The Rose Garden at Anglesey Abbey
Complimenting the wider gardens, the Rose Garden beams with a quintessential English atmosphere. From early June, right through to October, it produces a vibrant display of 40 different varieties of rose, with a wonderful scent in the air to match.
Situated on what was once the site of dilapidated greenhouses, weed-ridden paths and abandoned vegetable borders, the Rose Garden was amongst one of Lord Fairhaven's first garden projects. Prior to completion as a Rose Garden, it once was an early version of a Herbaceous Border before the border you see today was completed in the 1950's.
The current scheme, was completed in 1939 and remains the same to this day. Many of the varieties on display in the Rose Garden can be found in our Plant Centre, which is open daily and found located through the Shop.
The natural soil in Cambridgeshire is, in fact, too light and dry to successfully grow roses, which meant that each bed was excavated and 'Kettering Loam' was imported. Today, the gardeners use our home-grown mulch which is made by composting areas such as the Herbaceous Border once it has finished flowering.
The design of the Rose Garden is very clever, and is based around symmetry, offering the perfect setting for lead statues of Diana and Apollo on either side. Made up of 40 square, or rectangular beds, each bed contains a different variety of rose providing the space with a wide selection of colours and scents as you wander through.

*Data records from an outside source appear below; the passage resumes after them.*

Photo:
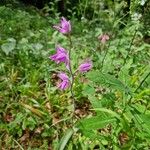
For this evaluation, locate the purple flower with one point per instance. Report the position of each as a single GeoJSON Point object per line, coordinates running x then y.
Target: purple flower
{"type": "Point", "coordinates": [65, 81]}
{"type": "Point", "coordinates": [64, 26]}
{"type": "Point", "coordinates": [60, 56]}
{"type": "Point", "coordinates": [103, 38]}
{"type": "Point", "coordinates": [86, 66]}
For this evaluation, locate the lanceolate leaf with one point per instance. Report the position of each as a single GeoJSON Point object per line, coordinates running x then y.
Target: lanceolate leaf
{"type": "Point", "coordinates": [65, 139]}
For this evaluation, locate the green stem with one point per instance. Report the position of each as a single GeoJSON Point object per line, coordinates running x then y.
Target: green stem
{"type": "Point", "coordinates": [72, 77]}
{"type": "Point", "coordinates": [105, 55]}
{"type": "Point", "coordinates": [129, 49]}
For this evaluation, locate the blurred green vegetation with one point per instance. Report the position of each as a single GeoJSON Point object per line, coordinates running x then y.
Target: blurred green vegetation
{"type": "Point", "coordinates": [112, 107]}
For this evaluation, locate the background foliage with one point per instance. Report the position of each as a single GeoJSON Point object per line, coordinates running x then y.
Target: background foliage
{"type": "Point", "coordinates": [113, 106]}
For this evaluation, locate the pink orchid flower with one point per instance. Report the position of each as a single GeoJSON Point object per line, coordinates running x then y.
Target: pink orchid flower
{"type": "Point", "coordinates": [86, 66]}
{"type": "Point", "coordinates": [103, 38]}
{"type": "Point", "coordinates": [64, 27]}
{"type": "Point", "coordinates": [65, 81]}
{"type": "Point", "coordinates": [60, 56]}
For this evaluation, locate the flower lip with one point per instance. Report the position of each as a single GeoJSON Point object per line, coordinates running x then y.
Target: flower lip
{"type": "Point", "coordinates": [60, 56]}
{"type": "Point", "coordinates": [64, 26]}
{"type": "Point", "coordinates": [86, 66]}
{"type": "Point", "coordinates": [64, 84]}
{"type": "Point", "coordinates": [63, 76]}
{"type": "Point", "coordinates": [103, 38]}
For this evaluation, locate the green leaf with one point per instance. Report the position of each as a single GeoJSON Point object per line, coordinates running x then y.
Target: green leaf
{"type": "Point", "coordinates": [65, 139]}
{"type": "Point", "coordinates": [110, 112]}
{"type": "Point", "coordinates": [9, 46]}
{"type": "Point", "coordinates": [95, 122]}
{"type": "Point", "coordinates": [88, 90]}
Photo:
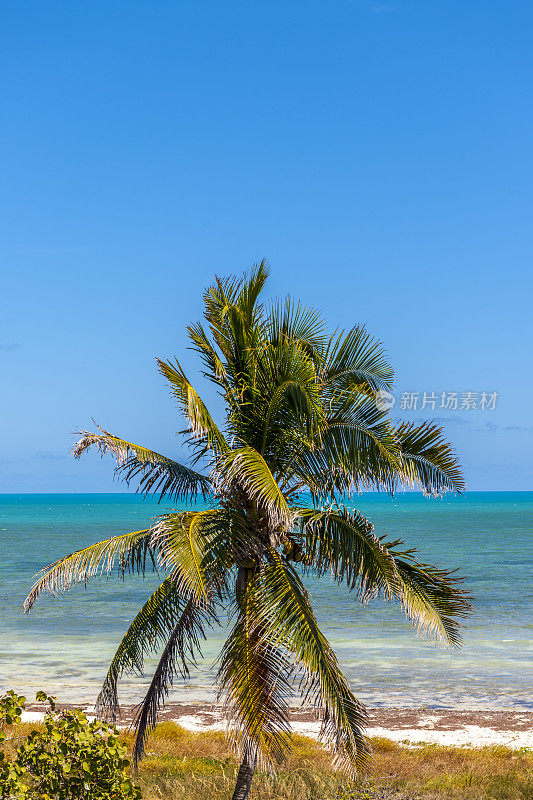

The garden feels bigger than it actually is, and there's a very clever reason behind the reason why. When designing it, Lord Fairhaven used an optical illusion that wasn't detected until our current Head Gardener, David Jordan, measured the beds some years ago. Although each bed looks perfectly square, they are slightly narrower at the back than they are at the front, which tricks the brain into believing there's more depth than there really is. The beds at the front of the garden are also slightly bigger in dimensions, adding to the optical illusion.